These have even more subtle bugs that we don’t even know how to debug. Certain floating point numbers just don’t work and annoy people greatly. So when I say there are bugs it comes out of actual experience not feelings.

I understand the underlying implication that I am probably exaggerating and there can’t be this many bugs. But get to the popularity of SciPy and every nano edge is hit eventually by someone somewhere.

1 Like

The PR is a nice representative one: https://github.com/scipy/scipy/pull/18488/. I am surprised that the performance is identical — my experience is that Python is usually a lot slower for such algorithms, unless the algorithm is dominated by matmul or similar heavy array operations. It would be worth looking closely at what is going on. Take the GMRES or CGS solvers here: https://github.com/ilayn/scipy/blob/99a57bcc15a2fe83267eb0764591080f07a3ff67/scipy/sparse/linalg/_isolve/iterative.py#L570. These can’t be faster than Fortran for small matrices. They are dominated by matvec, but for small enough matrices Fortran should be faster. So in the benchmarks, we should be able to see this, but we don’t. Well, for CGS it is slower in Python as expected. But GMRES is faster — is it using the same algorithm?

Just to give an example of why Fortran loses its appeal quickly when glued to Python as underlying low level compiled code.

As I gave the example above I am rewriting the the renowned cdflib in Cython. I picked a function from this psi_fort.f as the candidate wrapped with f2py. compared to my own version called psi from https://github.com/ilayn/scipy/blob/remove_cdflib/scipy/special/_cdflib.pyx The fortran code is in

Here are the timings

>>> %timeit cypsi(10)
42.4 ns ± 0.798 ns per loop (mean ± std. dev. of 7 runs, 10000000 loops each)
>>> %timeit fortpsi(10)
82.3 ns ± 1.7 ns per loop (mean ± std. dev. of 7 runs, 1000000 loops each)

Now I’m no expert so if there is a secret gfortran flag that would make this faster I don’t know. But when Fortran does things in its own way and insists on doing it that way, its appeal only applies to folks who are using it natively. Because all the Fortran lightning speed, which even I appreciate, is eaten up by the glue. But the glue is unfortunately needed to keep things compatible.
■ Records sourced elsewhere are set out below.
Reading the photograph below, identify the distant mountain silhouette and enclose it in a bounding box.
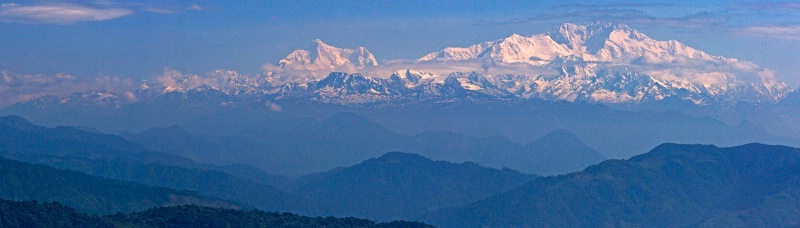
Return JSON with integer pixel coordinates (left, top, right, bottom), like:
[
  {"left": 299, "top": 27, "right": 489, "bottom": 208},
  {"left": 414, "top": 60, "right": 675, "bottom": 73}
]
[
  {"left": 131, "top": 112, "right": 605, "bottom": 176},
  {"left": 406, "top": 129, "right": 606, "bottom": 175},
  {"left": 524, "top": 129, "right": 607, "bottom": 175},
  {"left": 291, "top": 152, "right": 536, "bottom": 221},
  {"left": 423, "top": 143, "right": 800, "bottom": 227}
]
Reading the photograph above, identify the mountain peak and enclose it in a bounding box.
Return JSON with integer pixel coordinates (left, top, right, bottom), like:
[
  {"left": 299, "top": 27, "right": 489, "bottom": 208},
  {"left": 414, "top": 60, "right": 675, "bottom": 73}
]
[
  {"left": 278, "top": 39, "right": 378, "bottom": 70},
  {"left": 506, "top": 33, "right": 525, "bottom": 39}
]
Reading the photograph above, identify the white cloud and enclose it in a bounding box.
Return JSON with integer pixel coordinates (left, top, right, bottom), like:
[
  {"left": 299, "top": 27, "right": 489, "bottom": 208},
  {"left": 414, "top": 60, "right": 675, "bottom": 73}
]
[
  {"left": 142, "top": 7, "right": 177, "bottom": 14},
  {"left": 123, "top": 91, "right": 138, "bottom": 103},
  {"left": 739, "top": 24, "right": 800, "bottom": 40},
  {"left": 632, "top": 52, "right": 691, "bottom": 66},
  {"left": 158, "top": 68, "right": 205, "bottom": 92},
  {"left": 0, "top": 3, "right": 131, "bottom": 24},
  {"left": 264, "top": 101, "right": 283, "bottom": 112},
  {"left": 188, "top": 4, "right": 204, "bottom": 11}
]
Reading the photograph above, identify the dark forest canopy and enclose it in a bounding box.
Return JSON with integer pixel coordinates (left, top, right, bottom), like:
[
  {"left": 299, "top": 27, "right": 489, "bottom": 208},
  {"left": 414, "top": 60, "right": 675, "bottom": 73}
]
[{"left": 0, "top": 199, "right": 433, "bottom": 228}]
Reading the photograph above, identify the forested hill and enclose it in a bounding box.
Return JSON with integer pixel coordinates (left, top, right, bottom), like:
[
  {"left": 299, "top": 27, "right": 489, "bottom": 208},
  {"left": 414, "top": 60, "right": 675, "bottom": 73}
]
[
  {"left": 423, "top": 143, "right": 800, "bottom": 227},
  {"left": 0, "top": 156, "right": 235, "bottom": 215},
  {"left": 0, "top": 199, "right": 434, "bottom": 228}
]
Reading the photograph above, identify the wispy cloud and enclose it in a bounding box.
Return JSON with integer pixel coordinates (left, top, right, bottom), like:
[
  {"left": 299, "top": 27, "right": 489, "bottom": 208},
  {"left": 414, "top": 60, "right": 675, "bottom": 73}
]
[
  {"left": 0, "top": 3, "right": 132, "bottom": 24},
  {"left": 141, "top": 7, "right": 178, "bottom": 14},
  {"left": 188, "top": 4, "right": 204, "bottom": 11},
  {"left": 139, "top": 3, "right": 207, "bottom": 14},
  {"left": 738, "top": 24, "right": 800, "bottom": 40}
]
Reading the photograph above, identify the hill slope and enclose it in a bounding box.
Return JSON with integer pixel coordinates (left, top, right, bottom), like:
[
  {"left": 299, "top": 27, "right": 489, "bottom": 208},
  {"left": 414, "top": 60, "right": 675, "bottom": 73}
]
[
  {"left": 292, "top": 152, "right": 536, "bottom": 221},
  {"left": 0, "top": 156, "right": 234, "bottom": 215},
  {"left": 0, "top": 115, "right": 301, "bottom": 212},
  {"left": 423, "top": 143, "right": 800, "bottom": 227}
]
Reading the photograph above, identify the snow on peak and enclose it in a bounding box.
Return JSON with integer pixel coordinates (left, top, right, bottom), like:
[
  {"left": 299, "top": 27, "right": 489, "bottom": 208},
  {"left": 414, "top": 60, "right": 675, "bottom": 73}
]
[
  {"left": 418, "top": 33, "right": 569, "bottom": 64},
  {"left": 418, "top": 42, "right": 494, "bottom": 61},
  {"left": 279, "top": 39, "right": 378, "bottom": 69},
  {"left": 389, "top": 70, "right": 436, "bottom": 87},
  {"left": 409, "top": 23, "right": 790, "bottom": 104},
  {"left": 421, "top": 22, "right": 719, "bottom": 64},
  {"left": 480, "top": 33, "right": 570, "bottom": 64}
]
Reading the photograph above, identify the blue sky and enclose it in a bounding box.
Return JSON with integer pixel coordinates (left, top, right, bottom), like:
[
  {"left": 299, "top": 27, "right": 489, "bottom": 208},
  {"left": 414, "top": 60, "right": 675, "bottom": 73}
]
[{"left": 2, "top": 0, "right": 800, "bottom": 86}]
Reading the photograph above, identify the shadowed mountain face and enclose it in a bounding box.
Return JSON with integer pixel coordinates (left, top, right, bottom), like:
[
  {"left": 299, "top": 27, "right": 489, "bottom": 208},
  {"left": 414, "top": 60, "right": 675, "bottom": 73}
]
[
  {"left": 291, "top": 152, "right": 536, "bottom": 221},
  {"left": 423, "top": 143, "right": 800, "bottom": 227}
]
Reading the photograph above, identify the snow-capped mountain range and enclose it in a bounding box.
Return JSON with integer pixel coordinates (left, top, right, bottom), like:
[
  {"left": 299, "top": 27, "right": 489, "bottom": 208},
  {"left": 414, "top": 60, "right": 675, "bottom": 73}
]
[{"left": 13, "top": 23, "right": 794, "bottom": 107}]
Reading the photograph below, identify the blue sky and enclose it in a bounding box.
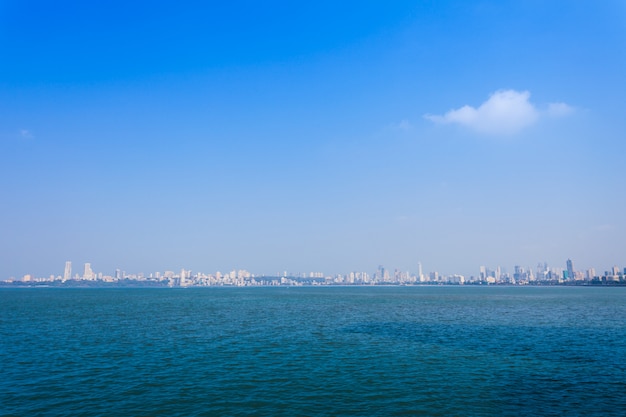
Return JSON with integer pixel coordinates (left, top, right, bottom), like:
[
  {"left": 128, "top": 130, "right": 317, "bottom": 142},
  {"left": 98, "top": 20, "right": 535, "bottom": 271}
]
[{"left": 1, "top": 1, "right": 625, "bottom": 278}]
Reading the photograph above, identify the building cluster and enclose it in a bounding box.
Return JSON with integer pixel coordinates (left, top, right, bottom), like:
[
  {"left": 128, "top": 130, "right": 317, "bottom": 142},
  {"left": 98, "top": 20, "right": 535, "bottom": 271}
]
[{"left": 5, "top": 259, "right": 626, "bottom": 287}]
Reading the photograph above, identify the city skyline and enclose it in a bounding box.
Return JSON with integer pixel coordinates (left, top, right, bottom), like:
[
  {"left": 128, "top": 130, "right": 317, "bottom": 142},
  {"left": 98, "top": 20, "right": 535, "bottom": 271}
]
[
  {"left": 6, "top": 257, "right": 626, "bottom": 286},
  {"left": 1, "top": 2, "right": 625, "bottom": 279}
]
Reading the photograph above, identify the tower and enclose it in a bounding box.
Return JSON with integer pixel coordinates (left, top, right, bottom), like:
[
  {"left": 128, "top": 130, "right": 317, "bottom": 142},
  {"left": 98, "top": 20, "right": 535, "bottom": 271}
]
[
  {"left": 566, "top": 259, "right": 574, "bottom": 281},
  {"left": 63, "top": 261, "right": 72, "bottom": 282},
  {"left": 377, "top": 265, "right": 385, "bottom": 282},
  {"left": 83, "top": 263, "right": 94, "bottom": 280}
]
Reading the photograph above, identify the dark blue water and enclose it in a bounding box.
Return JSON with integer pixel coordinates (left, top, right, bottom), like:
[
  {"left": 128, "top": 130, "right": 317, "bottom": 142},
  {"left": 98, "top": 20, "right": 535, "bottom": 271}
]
[{"left": 2, "top": 286, "right": 626, "bottom": 416}]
It’s nobody’s fault if things are fundamentally incompatible.

This is not an architectural argument on how a language should be designed. This is basically a factual statement that we have while using Fortran with any other language. Like I am quoted above, I can’t care less about what Fortran does with its syntax, I don’t have that much free time to feel strong about a language I didn’t use for a very long time.

I’m strictly addressing the incompatibility issues about going against the grain and insisting on it (not as a hyperbole but backwards-compatibility wise). So row-major order is not something I like, instead it is what I have to use and how much performance I’m leaving on the table just to pass things to fortran. And thus why we are not keen on keeping such code around.

I don’t claim that I did a good job but the main trick is to keep things in-place for numpy (not generating new arrays but using infix operators +=. *= as much as possible) and you are skirting around the NumPy C speed with a little of Python overhead.

They can because of the f2py overhead. There is this concept called “reverse communication” that is you pass the result back to the caller with the arguments to be computed again, say, matvecs or preconditioning details and each back and forth eats up considerable amount.

Since we can’t pass functions as first class citizens the communication is done over f2py bridge.

EDIT: Oh and ignore the CGS and GMRES stats, there probably I’m measuring the failure speed. Somehow benchmark is broken on those two. The rest however are identical pretty much

As stated in the comments of the routine, it’s based on reverse communication, which was a way to implement generic solvers at times where OOP/callbacks etc were not available or too restrictive. I didn’t go into the details of the code, but it took me a few minutes to get the overall logic of the routine. And I’m not supercodeman… I tried once to write a reverse communication code, just out of curiosity, and could see that it was… tricky to say the least. And actually, given the limited control statements available in F77 to do that, I find this code relatively well structured.

1 Like

Well then if you have time, I’d appreciate the pseudo- or modern goto-less version if you can quickly cook it up.

I was wondering about that. Yes, this indeed is slower if you add the f2py and inefficient interface. I thought it was passing in the arrays directly via a pointer. If it is calling back into Python for each matrix operation, then the pure Python/NumPy can be faster.

This ties to our previous discussion of being able to operate on NumPy arrays directly in Fortran without any overhead, which has to be solved.

I’m a bit confused about this, of course F2PY can be used inefficiently, but one of the main points of it is being able to communicate between NumPy and F2PY… (we do have specialized routines to generate C code for working with NumPy arrays) The reverse communication problem is a design issue (it came up in HiGHs as well) and not an interface issue, i.e. if you must support reverse communication then it is generally always a copy.

That being said, it would always be best to see code where these things happen, (i.e. not just an example here in the post but an issue in NumPy highlighting the slowdown due to F2PY).

there is already a solution for that: numpy.ctypeslib posted something on this regard in the previous thread:

I’ve used the ctypeslib for crunching big arrays and saw basically the same cpu time running the shared library called from python compared to a compiled executable.

1 Like